Patient Education: I envy your awesome Educational Numbers; ours are bad because our providers would rather not provide what they consider to be inferior educational materials to patients. I'm working on a solution where they can print our own educational material and still get credit using the MEL function ADD_MUACTIVITY_LOG.
Portal Access: We are getting credit for DECLINED as well.
Hi Craig,
See this answer from our MIS lead on our workaround for patient education:
http://centricityusers.com/forum/carenotes-handout-print-from-vfe-action-button/
We have added multiple handouts from ExitCare, AAP, ACOG, etc. (will rarely utilize Truven content). Not sure how many forms you have or how many different forms for diffferent providers.

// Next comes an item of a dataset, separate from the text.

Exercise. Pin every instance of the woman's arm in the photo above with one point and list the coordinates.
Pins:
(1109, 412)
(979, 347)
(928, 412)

Unfortunately, we have quite a few, and this will be a huge undertaking, but we are hoping it will pay off. Our providers would never have adhered to the GE prescribed workflow and subpar content to meet MU, at least not in time to attest this year. So, this was our only forseeable option.
Hi Paula,
Thanks for the info! GE recently told us about the ADD_MUACTIVITY_LOG function and we plan to start using it soon.
Thanks for the info - it's nice (I guess?) that the strange logic is across the board on both platforms, maybe they will be more likely to fix it - or at least publish the technical specs. A man can dream, can't he?